Congress should never have passed the Republican Medicare bill. It was rammed through
the House and Senate only after normal rules had been bent or broken. It is a partisan
law shaped by right-wing ideology and powerful special interests that contribute heavily
to the Republican Party. It is designed to destroy Medicare, and it benefits the
pharmaceutical and insurance industries, not senior citizens. It needs profound restructuring
if it is to meet the needs of the elderly, protect Medicare, and serve the best interests
of the American people".

References:

1. Centers for Medicare & Medicaid Services. Medicare+Choice in 2004. October 9, 2003
(transcript). (Accessed January 27, 2004, at
     http://www.medpac.gov/public_meetings/transcripts/100903_M%20C_SH_transc.pdf )

2. The impact of Republican Medicare proposals on insurance industry revenues and profits.
Report. Washington, D.C.: Senate Committee on Health, Education, Labor, and Pensions
Minority Staff, January 16, 2004.

3. Congressional Budget Office. Statement of Douglas Holtz-Eakin, Committee on Ways
and Means, U.S. House of Representatives, April 9, 2003. (Accessed January 27, 2004, at http://waysandmeans.house.gov/hearings.asp )

4. Congressional Budget Office. Letter to the Honorable Don Nickles providing additional
information about CBO's cost estimate for the conference agreement on H.R.1. November
20, 2003. (Accessed January 27, 2004, at
     http://www.cbo.gov/MoreRecentlyReleased.cfm )

5. Thorpe KE. Implications of a Medicare prescription drug benefit for retiree health
care coverage. November 2003. (Accessed January 26, 2004, at http://www.house.gov/schakowsky/Thorpe_paper_2.pdf )
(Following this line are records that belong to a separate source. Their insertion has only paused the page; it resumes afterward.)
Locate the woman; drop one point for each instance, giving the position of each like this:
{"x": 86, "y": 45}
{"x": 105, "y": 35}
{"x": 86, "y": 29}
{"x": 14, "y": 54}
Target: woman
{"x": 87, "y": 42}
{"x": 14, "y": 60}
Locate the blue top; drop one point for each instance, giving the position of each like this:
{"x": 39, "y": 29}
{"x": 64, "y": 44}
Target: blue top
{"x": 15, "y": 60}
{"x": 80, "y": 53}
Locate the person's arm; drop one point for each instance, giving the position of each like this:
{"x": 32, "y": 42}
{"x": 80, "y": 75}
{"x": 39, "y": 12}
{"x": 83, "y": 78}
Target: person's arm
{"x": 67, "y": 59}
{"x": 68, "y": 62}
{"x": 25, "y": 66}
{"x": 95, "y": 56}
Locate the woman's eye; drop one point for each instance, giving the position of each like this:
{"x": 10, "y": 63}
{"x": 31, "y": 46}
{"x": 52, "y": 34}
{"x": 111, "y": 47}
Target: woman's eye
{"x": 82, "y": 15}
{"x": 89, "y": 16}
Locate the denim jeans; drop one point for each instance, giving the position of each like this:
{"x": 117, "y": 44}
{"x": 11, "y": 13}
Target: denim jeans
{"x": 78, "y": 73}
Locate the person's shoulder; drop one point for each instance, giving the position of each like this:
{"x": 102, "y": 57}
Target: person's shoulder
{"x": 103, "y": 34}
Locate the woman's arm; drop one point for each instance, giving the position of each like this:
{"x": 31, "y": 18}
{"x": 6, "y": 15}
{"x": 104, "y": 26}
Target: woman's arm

6. Tamblyn R, Laprise R, Hanley JA, et al. Adverse events associated wtih prescription
drug cost-sharing among poor and elderly persons. JAMA 2001;285:421-429.

7. Sager A, Socolar D. 61 Percent of Medicare's new prescription drug subsidy is windfall
profit to drug makers. October 2003. (Accessed January 26, 2004, at
     http://www.yuricareport.com/Medicare/MedicareRXwindfall-1pg-Sager-Socolar.pdf )

8. Families USA. Profiting from pain: where prescription drug dollars go. July 2002.